Remontado y con la inclusión de Tom Hanks como narrador en off y encarnación adulta de Mike, el niño interpretado por Wood, Donner creyó solucionar los problemas de la cinta pero, una vez más, se equivocaba. Si bien el nuevo final es más cerrado y deja claro el destino de Bobby, ‘La fuerza de la ilusión’ no termina de funcionar como la cinta familiar que debería haber sido y quizás, sólo quizás, si Donner hubiera centrado su atención únicamente en la magia infantil en lugar de elegir equilibrarla con la parte más dolorosa del relato es posible que la película hubiera tenido mayor aceptación evitando el fuerte encontronazo con una crítica que vapuleó de forma inmisericorde el filme.

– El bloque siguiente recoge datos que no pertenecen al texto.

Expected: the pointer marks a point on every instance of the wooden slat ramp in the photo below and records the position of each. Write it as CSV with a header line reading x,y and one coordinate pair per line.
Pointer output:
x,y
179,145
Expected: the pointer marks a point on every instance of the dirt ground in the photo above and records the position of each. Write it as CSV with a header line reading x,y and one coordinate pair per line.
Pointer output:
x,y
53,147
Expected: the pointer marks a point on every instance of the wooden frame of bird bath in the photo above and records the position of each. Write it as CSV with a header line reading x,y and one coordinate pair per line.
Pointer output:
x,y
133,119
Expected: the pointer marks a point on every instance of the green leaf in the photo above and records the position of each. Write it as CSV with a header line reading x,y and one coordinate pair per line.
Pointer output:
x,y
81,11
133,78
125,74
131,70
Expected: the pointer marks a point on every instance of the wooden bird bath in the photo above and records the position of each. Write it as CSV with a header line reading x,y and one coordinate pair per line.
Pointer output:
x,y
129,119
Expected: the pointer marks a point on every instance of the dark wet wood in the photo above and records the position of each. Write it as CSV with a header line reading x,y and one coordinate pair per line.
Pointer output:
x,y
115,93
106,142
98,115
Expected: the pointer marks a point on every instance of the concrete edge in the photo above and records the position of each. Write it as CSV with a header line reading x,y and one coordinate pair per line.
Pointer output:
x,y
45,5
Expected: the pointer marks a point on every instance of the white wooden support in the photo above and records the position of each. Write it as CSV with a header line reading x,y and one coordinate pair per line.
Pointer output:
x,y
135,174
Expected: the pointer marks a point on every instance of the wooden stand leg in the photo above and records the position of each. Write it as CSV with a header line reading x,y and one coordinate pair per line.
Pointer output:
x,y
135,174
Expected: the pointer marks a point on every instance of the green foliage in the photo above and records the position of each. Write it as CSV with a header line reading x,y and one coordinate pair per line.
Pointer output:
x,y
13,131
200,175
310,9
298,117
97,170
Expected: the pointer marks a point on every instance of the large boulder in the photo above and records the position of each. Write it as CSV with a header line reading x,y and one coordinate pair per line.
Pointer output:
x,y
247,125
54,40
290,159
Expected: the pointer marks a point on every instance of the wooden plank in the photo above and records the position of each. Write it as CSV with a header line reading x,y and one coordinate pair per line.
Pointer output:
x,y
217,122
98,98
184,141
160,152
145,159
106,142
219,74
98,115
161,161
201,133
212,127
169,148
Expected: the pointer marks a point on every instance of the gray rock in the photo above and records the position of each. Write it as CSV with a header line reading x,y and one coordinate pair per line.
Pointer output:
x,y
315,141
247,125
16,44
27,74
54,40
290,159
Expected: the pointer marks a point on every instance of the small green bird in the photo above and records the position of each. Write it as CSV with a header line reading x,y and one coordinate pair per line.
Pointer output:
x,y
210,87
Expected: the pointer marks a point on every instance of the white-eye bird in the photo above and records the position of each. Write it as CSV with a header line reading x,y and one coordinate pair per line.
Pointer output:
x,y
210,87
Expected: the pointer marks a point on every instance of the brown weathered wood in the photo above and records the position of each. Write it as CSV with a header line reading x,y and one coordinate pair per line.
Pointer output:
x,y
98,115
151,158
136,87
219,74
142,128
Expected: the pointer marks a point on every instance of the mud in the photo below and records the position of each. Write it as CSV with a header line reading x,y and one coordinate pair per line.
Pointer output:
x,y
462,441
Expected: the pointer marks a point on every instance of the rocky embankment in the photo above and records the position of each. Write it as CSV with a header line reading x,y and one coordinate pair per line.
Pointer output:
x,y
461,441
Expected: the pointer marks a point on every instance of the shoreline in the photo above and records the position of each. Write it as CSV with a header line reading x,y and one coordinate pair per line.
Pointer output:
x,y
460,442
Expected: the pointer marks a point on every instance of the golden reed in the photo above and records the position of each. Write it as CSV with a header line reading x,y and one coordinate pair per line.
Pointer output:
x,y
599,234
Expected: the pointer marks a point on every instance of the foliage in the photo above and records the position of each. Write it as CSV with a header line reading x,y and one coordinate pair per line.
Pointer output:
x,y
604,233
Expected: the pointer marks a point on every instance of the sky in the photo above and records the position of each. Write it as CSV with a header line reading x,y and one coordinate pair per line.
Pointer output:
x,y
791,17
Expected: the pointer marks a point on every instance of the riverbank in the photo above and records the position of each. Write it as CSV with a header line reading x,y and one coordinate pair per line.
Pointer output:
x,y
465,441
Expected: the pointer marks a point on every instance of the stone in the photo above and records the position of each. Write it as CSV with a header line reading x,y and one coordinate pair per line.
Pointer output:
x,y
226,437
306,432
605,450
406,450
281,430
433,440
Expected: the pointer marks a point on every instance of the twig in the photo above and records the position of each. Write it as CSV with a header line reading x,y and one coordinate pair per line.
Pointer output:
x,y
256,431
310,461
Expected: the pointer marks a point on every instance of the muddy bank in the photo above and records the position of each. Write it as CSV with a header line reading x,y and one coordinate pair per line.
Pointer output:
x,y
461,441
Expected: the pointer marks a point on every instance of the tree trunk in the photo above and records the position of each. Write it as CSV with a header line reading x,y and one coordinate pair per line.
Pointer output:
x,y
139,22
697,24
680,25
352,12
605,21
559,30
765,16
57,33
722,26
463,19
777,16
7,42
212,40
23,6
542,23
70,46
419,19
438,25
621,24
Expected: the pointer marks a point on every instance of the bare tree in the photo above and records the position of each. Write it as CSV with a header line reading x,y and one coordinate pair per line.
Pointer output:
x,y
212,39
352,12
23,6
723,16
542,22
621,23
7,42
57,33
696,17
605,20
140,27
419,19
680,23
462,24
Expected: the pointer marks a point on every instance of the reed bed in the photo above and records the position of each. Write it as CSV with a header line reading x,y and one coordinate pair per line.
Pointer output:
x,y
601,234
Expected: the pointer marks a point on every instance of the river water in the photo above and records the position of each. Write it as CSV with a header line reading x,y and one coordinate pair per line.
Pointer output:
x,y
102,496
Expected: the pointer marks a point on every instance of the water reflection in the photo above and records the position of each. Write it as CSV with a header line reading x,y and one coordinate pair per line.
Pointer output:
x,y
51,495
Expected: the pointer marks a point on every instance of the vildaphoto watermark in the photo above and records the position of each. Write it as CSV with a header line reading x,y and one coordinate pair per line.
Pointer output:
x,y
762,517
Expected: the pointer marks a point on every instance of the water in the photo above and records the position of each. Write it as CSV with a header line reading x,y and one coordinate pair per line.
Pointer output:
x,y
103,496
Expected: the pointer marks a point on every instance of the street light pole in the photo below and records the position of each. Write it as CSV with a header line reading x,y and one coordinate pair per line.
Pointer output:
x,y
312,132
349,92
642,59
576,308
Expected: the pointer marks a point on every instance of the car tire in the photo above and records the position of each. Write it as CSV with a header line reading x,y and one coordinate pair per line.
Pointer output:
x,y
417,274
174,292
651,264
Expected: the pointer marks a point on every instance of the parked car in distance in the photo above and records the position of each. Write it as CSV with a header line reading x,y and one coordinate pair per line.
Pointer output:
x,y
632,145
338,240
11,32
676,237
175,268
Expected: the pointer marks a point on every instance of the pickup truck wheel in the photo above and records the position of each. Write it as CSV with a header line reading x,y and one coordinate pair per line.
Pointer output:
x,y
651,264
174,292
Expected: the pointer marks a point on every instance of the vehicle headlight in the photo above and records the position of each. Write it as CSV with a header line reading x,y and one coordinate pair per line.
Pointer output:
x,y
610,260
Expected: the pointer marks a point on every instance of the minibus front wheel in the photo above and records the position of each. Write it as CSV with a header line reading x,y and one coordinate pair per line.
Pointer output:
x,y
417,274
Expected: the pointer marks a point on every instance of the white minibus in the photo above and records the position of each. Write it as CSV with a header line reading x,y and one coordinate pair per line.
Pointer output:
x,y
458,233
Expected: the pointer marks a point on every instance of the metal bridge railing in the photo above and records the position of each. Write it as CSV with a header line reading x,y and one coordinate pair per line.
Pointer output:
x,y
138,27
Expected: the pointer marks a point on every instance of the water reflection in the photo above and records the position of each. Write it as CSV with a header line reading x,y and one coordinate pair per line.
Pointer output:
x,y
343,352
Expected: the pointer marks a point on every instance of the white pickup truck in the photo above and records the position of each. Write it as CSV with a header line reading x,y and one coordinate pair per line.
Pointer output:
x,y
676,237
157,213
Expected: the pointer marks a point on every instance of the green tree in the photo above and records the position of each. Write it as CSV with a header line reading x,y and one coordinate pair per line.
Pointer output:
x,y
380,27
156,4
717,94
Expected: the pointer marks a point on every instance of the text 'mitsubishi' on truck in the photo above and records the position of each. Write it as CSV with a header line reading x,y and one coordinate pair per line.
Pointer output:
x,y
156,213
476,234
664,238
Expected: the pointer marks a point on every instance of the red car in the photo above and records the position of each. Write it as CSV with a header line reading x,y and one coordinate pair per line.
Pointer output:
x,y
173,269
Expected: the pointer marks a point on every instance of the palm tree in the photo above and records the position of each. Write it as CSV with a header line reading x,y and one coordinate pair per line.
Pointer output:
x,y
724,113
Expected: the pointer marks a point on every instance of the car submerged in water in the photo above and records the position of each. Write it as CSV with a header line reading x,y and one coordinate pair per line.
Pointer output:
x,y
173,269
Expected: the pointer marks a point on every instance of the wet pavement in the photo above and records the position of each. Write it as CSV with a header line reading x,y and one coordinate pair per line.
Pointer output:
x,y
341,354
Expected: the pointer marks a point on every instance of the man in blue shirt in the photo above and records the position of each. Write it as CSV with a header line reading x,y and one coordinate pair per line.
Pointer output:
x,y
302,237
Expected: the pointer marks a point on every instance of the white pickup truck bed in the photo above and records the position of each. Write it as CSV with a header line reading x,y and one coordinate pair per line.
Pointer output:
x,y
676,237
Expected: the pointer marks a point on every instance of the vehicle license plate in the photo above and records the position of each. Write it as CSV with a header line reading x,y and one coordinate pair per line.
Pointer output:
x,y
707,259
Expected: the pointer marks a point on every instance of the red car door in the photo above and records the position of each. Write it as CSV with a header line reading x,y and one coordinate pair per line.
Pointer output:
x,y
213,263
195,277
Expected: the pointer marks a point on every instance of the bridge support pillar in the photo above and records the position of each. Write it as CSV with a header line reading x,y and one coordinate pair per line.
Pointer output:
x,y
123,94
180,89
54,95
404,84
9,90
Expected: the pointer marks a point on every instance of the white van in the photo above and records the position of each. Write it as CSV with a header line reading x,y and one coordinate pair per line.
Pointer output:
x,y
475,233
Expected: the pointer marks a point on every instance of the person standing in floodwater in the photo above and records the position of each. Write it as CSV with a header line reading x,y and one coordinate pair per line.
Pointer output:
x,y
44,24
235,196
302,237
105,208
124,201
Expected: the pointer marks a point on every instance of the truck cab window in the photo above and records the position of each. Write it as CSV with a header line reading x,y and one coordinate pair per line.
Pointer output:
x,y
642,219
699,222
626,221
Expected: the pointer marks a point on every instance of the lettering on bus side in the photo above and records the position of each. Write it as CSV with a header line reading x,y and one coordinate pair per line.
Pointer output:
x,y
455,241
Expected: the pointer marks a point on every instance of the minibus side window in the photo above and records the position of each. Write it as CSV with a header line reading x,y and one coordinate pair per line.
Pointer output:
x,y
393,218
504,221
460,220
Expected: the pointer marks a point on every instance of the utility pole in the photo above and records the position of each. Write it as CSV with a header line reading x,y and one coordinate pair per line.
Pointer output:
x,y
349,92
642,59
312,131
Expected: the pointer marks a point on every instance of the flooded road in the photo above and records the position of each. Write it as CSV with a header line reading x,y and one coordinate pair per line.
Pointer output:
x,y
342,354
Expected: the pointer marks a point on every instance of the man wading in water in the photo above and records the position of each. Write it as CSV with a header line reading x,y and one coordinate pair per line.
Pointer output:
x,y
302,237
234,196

No significa esto que la producción carezca de valores positivos, encontrando éstos en lo entrañable de la interpretación de los niños, el singular optimismo que se desprende de muchas de las escenas protagonizadas por ambos, y la espléndida y juguetona partitura de Hans Zimmer, uno de los mejores trabajos del músico teutón. Desafortunadamente, más allá de ellos, este es uno de esos pocos ejemplos de la filmografía de Donner en los que cuesta alabar su dirección, sometida como está a la misma irregularidad de la que hace gala un título que podría habernos hecho volar pero que sólo lo consigue en momentos muy puntuales.